There are still questions about exactly how much and precisely which types of information have been exfiltrated from victim organizations. “Information of all sorts matters, and the ability to access that information is an integral part of [China’s] strategy,” Cheng observed. “Thus, the Chinese are interested in economic, political, military, and technological information. As important, they may use military cyber specialists to obtain economic information, or certain dedicated university’s faculty and students to obtain political or military information. It is much more of a whole-of-society approach to espionage.”

As for the potential uses of stolen data, “Depending on the kind of information that is accessible via the Microsoft Exchange servers, the Chinese will exploit all of it.” To what end? Cheng said possibilities range from “building very substantial relationship networks” to understanding what organizations’ “decision-making process comprises.”
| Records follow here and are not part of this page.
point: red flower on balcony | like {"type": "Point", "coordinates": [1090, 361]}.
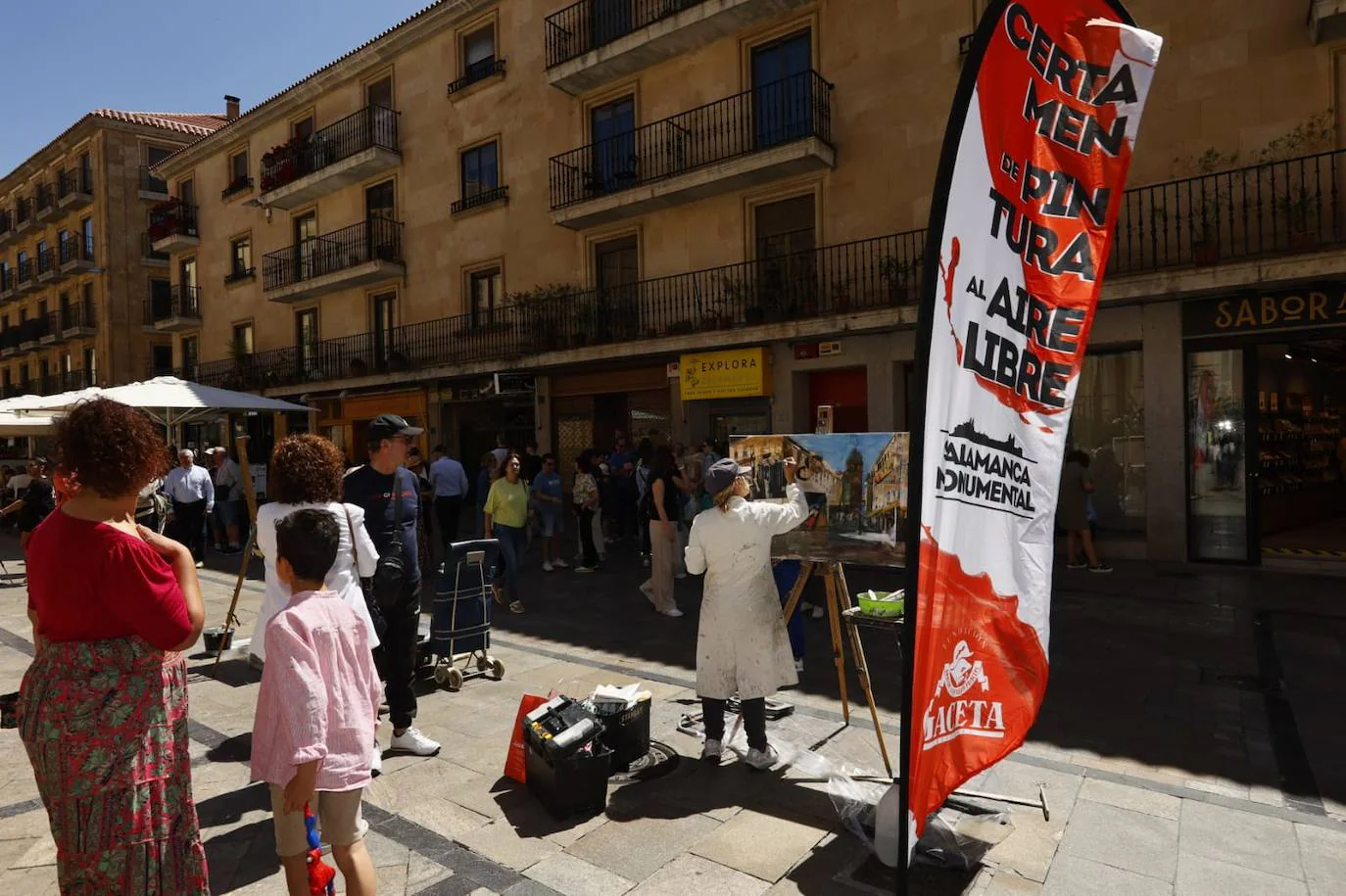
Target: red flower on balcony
{"type": "Point", "coordinates": [281, 165]}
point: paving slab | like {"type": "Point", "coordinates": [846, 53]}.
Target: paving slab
{"type": "Point", "coordinates": [574, 876]}
{"type": "Point", "coordinates": [759, 845]}
{"type": "Point", "coordinates": [637, 850]}
{"type": "Point", "coordinates": [1198, 876]}
{"type": "Point", "coordinates": [1133, 798]}
{"type": "Point", "coordinates": [695, 874]}
{"type": "Point", "coordinates": [1075, 876]}
{"type": "Point", "coordinates": [1323, 856]}
{"type": "Point", "coordinates": [1240, 838]}
{"type": "Point", "coordinates": [1123, 838]}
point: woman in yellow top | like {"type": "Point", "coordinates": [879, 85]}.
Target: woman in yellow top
{"type": "Point", "coordinates": [505, 518]}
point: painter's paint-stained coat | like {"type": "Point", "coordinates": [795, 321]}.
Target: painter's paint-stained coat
{"type": "Point", "coordinates": [742, 646]}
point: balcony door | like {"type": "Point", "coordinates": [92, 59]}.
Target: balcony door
{"type": "Point", "coordinates": [616, 268]}
{"type": "Point", "coordinates": [612, 135]}
{"type": "Point", "coordinates": [384, 311]}
{"type": "Point", "coordinates": [782, 90]}
{"type": "Point", "coordinates": [306, 247]}
{"type": "Point", "coordinates": [381, 212]}
{"type": "Point", "coordinates": [787, 265]}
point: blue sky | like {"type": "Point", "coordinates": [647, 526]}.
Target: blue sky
{"type": "Point", "coordinates": [64, 60]}
{"type": "Point", "coordinates": [836, 448]}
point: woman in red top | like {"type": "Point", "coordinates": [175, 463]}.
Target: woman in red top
{"type": "Point", "coordinates": [103, 711]}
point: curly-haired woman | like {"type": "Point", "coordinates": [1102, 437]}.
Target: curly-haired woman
{"type": "Point", "coordinates": [103, 709]}
{"type": "Point", "coordinates": [307, 471]}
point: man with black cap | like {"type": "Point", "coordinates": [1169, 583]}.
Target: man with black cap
{"type": "Point", "coordinates": [391, 495]}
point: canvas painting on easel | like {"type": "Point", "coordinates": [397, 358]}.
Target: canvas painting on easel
{"type": "Point", "coordinates": [856, 488]}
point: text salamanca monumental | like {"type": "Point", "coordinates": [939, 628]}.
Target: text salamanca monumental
{"type": "Point", "coordinates": [969, 432]}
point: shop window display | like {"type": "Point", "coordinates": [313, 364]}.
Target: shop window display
{"type": "Point", "coordinates": [1108, 423]}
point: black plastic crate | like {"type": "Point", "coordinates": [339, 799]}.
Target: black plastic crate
{"type": "Point", "coordinates": [627, 734]}
{"type": "Point", "coordinates": [574, 784]}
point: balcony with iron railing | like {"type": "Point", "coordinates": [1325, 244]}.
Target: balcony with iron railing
{"type": "Point", "coordinates": [868, 274]}
{"type": "Point", "coordinates": [151, 186]}
{"type": "Point", "coordinates": [353, 150]}
{"type": "Point", "coordinates": [172, 226]}
{"type": "Point", "coordinates": [75, 253]}
{"type": "Point", "coordinates": [173, 308]}
{"type": "Point", "coordinates": [45, 201]}
{"type": "Point", "coordinates": [24, 216]}
{"type": "Point", "coordinates": [25, 274]}
{"type": "Point", "coordinates": [595, 42]}
{"type": "Point", "coordinates": [74, 187]}
{"type": "Point", "coordinates": [49, 265]}
{"type": "Point", "coordinates": [774, 130]}
{"type": "Point", "coordinates": [361, 253]}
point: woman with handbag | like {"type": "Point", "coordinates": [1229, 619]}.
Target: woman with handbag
{"type": "Point", "coordinates": [306, 471]}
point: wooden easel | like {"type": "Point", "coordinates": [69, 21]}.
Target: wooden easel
{"type": "Point", "coordinates": [230, 619]}
{"type": "Point", "coordinates": [839, 600]}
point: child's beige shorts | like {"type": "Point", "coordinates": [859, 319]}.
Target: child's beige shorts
{"type": "Point", "coordinates": [339, 821]}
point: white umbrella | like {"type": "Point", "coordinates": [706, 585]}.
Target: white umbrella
{"type": "Point", "coordinates": [13, 424]}
{"type": "Point", "coordinates": [172, 401]}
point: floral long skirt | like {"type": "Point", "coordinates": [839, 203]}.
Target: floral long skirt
{"type": "Point", "coordinates": [105, 727]}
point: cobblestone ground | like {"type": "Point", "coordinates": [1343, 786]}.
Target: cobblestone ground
{"type": "Point", "coordinates": [1190, 743]}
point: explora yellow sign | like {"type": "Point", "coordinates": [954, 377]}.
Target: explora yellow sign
{"type": "Point", "coordinates": [740, 373]}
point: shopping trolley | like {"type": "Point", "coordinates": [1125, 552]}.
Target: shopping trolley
{"type": "Point", "coordinates": [460, 622]}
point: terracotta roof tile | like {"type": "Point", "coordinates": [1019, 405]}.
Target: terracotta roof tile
{"type": "Point", "coordinates": [194, 124]}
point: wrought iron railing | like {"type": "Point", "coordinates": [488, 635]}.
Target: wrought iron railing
{"type": "Point", "coordinates": [878, 273]}
{"type": "Point", "coordinates": [150, 183]}
{"type": "Point", "coordinates": [594, 24]}
{"type": "Point", "coordinates": [175, 302]}
{"type": "Point", "coordinates": [767, 116]}
{"type": "Point", "coordinates": [77, 248]}
{"type": "Point", "coordinates": [1268, 209]}
{"type": "Point", "coordinates": [365, 129]}
{"type": "Point", "coordinates": [172, 218]}
{"type": "Point", "coordinates": [371, 240]}
{"type": "Point", "coordinates": [77, 179]}
{"type": "Point", "coordinates": [482, 198]}
{"type": "Point", "coordinates": [477, 71]}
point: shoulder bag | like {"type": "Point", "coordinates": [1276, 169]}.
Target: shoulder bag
{"type": "Point", "coordinates": [376, 612]}
{"type": "Point", "coordinates": [391, 573]}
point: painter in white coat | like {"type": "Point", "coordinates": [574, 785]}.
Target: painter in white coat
{"type": "Point", "coordinates": [742, 647]}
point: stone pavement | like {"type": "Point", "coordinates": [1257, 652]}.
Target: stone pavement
{"type": "Point", "coordinates": [1190, 743]}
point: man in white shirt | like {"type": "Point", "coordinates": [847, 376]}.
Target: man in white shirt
{"type": "Point", "coordinates": [449, 479]}
{"type": "Point", "coordinates": [193, 498]}
{"type": "Point", "coordinates": [229, 493]}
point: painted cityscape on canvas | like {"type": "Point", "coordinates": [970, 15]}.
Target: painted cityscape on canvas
{"type": "Point", "coordinates": [856, 488]}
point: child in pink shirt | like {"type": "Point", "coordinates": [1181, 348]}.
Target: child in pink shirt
{"type": "Point", "coordinates": [316, 709]}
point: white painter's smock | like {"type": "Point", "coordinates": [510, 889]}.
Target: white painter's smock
{"type": "Point", "coordinates": [742, 646]}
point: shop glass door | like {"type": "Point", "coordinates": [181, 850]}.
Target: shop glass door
{"type": "Point", "coordinates": [1219, 448]}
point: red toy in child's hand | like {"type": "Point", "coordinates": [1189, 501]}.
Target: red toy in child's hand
{"type": "Point", "coordinates": [320, 877]}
Cheng noted emails are not the only information likely being stolen here. There are also email attachments and email address lists. “Tie said address lists to other information, such as OPM databases or credit reports,” he said, referring to the 2015 U.S. Office of Personnel Management breach and the 2017 Equifax breach, “and you can start building out who might be vulnerable in an organization, or who might be an intelligence officer.”

Though this is just the latest campaign, it likely won’t be the last in cyberspace or by other avenues, Cheng said. “Espionage — our term, not theirs — is absolutely integral to the broader goal of obtaining information. The Chinese, sort of like the Borg in Star Trek, seek out information. They will buy it. They will license it. They will steal it. All as part of the broader effort to modernize key industries and improve competitiveness.”